If the goal of the U.S. government is to stunt China's AI efforts, it's not hard to imagine this situation getting a whole lot worse for Nvidia. The export restrictions cover only some of Nvidia's powerful data center chips, but the company's gaming graphics cards are also capable of accelerating AI workloads. Of course, Nvidia's gaming GPUs aren't as powerful, and they're not tuned specifically for that purpose. But they're still very capable.

If export restrictions were ever applied to powerful gaming GPUs as well -- perhaps an unlikely scenario -- it would cause all sorts of problems for Nvidia. Board partners wouldn't be able to get graphics chips, so it would affect sales in regions beyond China.

Should you buy on the bad news?

Nvidia stock has been slumping for nearly a year, and this export news isn't helping. Shares of Nvidia were down more than 7% on Thursday as investors reacted to the escalation in trade tensions between the U.S. and China.

Is Nvidia now a bargain? I wouldn't be so sure. The semiconductor industry is cyclical, and Nvidia is in the bad part of the cycle right now. There's too much supply and too little demand, which means that Nvidia is being forced to slash prices to move inventory. Net income crashed 72% year over year in the second quarter.
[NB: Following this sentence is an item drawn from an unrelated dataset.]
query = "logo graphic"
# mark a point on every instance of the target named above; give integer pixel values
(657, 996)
The situation will eventually improve, but there's probably no going back to the pandemic-era frenzy around graphics cards. Based on the current stock price, Nvidia trades for around 40 times forward earnings. Considering that the oversupply of gaming GPUs could go on for a while and that the Chinese export situation could potentially escalate, that valuation doesn't seem like a clear-cut bargain to me.